On newer homes, this is much more attainable and you can think about all of these things when choosing a builder. So, what are the most important components of an energy efficient home?
– Airtight Construction
– Air-Sealing (windows, doors, electrical outlets, vents)
– High Performance or ENERGY STAR windows
– LED or ENERGY STAR lighting
– ENERGY STAR appliances (washer & dryer, refiegerator)
– High-performing or ENERGY STAR equipment (water heater, furnace, air-conditioner)
– Great insulation (basement, attic, walls)
What if you want to take some steps tomorrow to try to make your home a little more efficient? You can take baby steps, and you don’t have to spend a ton of cash.
– Replace your light bulbs with energy efficient bulbs. LEDs and CFLs use anywhere from 25-80% less electricity and last 3-25x longer than regular bulbs
– Integrate smart power strips – it is estimated that 75% of the energy used in a home is consumed when they are switched off, which can cost up to $200 per year. Smart power strips shut off the power to electronics when they are not in use
– Install a smart thermostat – these can be programmed to reduce heating or cooling while you are away from your home. These can also notify you when you need to replace air filters or address HVAC issues that may be affecting the efficiency of your system.
– Energy efficient appliances – When you are looking at new appliances, play close attention to the actual purchase price, as well as the annual operating costs. Energy efficient appliances tend to cost a bit more, but you will save money in operating costs over the years. Be sure to look for the ENERGY STAR label.
– Energy efficient windows – 10-25% of your heating bill may be going out the window, literally. Replace your old windows with double-pane options.
– Upgrade the HVAC system – Heating alone takes up more than 40% of your home energy use. It’s worth a look into energy efficient systems that will save your a significant amount of money over the years.
– Insulation – You should consider having insulation in your attic, floors, walls, basement, and crawlspace to retain heat in the winter and keeping the heat out during the summer.

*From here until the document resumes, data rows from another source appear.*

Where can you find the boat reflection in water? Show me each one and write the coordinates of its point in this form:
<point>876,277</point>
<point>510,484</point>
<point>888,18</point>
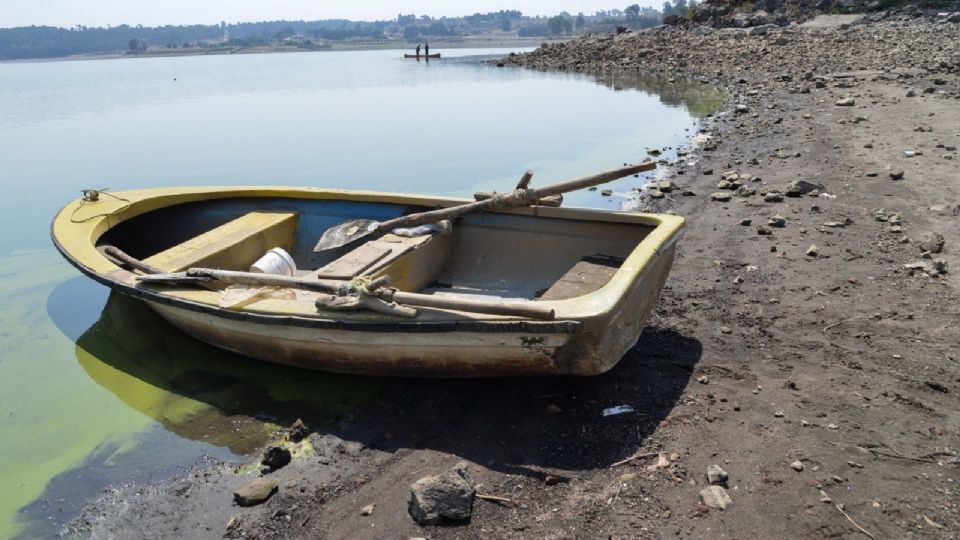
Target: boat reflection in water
<point>202,392</point>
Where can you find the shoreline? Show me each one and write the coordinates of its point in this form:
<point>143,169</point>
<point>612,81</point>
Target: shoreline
<point>795,345</point>
<point>477,43</point>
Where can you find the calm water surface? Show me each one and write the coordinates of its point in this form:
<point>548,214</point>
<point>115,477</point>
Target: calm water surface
<point>97,392</point>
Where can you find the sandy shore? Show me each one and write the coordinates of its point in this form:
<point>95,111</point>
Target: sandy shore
<point>805,344</point>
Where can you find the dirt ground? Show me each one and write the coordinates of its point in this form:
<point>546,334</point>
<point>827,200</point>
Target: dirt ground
<point>758,355</point>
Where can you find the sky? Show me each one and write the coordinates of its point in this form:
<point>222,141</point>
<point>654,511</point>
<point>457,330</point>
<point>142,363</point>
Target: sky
<point>68,13</point>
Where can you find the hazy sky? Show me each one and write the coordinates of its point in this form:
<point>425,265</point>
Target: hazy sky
<point>158,12</point>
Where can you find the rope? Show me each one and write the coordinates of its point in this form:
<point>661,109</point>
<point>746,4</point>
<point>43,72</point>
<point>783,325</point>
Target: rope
<point>92,196</point>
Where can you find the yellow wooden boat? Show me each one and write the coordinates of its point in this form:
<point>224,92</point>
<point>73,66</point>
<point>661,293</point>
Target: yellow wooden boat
<point>599,272</point>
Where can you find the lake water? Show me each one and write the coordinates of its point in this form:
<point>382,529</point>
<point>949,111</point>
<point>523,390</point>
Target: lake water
<point>96,392</point>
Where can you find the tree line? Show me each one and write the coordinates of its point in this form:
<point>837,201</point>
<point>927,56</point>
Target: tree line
<point>51,42</point>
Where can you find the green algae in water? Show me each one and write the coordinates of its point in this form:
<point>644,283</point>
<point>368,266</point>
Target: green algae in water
<point>79,416</point>
<point>45,401</point>
<point>201,392</point>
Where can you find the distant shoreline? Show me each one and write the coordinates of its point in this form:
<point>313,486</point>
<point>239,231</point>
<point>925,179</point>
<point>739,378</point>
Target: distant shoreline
<point>439,46</point>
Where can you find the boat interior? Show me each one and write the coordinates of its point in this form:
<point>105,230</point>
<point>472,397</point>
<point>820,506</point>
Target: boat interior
<point>504,255</point>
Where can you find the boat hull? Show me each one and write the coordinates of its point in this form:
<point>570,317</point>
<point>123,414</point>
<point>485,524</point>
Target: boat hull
<point>532,349</point>
<point>590,334</point>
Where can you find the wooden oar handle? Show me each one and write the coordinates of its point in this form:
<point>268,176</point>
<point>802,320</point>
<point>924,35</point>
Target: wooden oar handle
<point>520,197</point>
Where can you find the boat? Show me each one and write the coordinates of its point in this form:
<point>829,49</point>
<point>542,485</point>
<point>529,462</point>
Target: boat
<point>596,273</point>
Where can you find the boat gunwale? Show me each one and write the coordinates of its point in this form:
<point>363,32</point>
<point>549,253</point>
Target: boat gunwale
<point>598,304</point>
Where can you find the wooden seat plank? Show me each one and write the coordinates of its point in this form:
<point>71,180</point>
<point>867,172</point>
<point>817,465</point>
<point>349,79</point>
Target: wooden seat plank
<point>233,245</point>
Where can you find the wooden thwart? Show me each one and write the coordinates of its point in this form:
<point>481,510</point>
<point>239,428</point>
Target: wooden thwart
<point>345,288</point>
<point>237,244</point>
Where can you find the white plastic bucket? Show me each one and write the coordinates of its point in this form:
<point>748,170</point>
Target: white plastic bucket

– Weatherize your home – I remember my old house, standing in the kitchen and watching the curtains blow from the winter winds. No, they were not open! I imagine this would be a big no-no with energy efficiency. 🙂 If you feel the need to wear your winter coat inside during the winter, you may want to look into sealing air leaks, which are common around windows, doors, and vents. Apply caulk or weather stripping to keep your temperature in your home more even and to prevent tossing money out the window.
How do you know if you have an energy efficient home? There is a rating system, called HERS, that is the industry standard by which your home’s efficiency is measured. This is also a nationally known system for for calculating and inspecting your home’s energy performance.
So if you’re thinking about purchasing an older home, possibly remodeling your home, or building a new home, consider the components listed above and how you could incorporate some or all of these things. An energy efficient home will save you money in the long term and will be more comfortable and durable. There are even programs and incentives available for those that are looking to incorporate an energy efficient home into their life.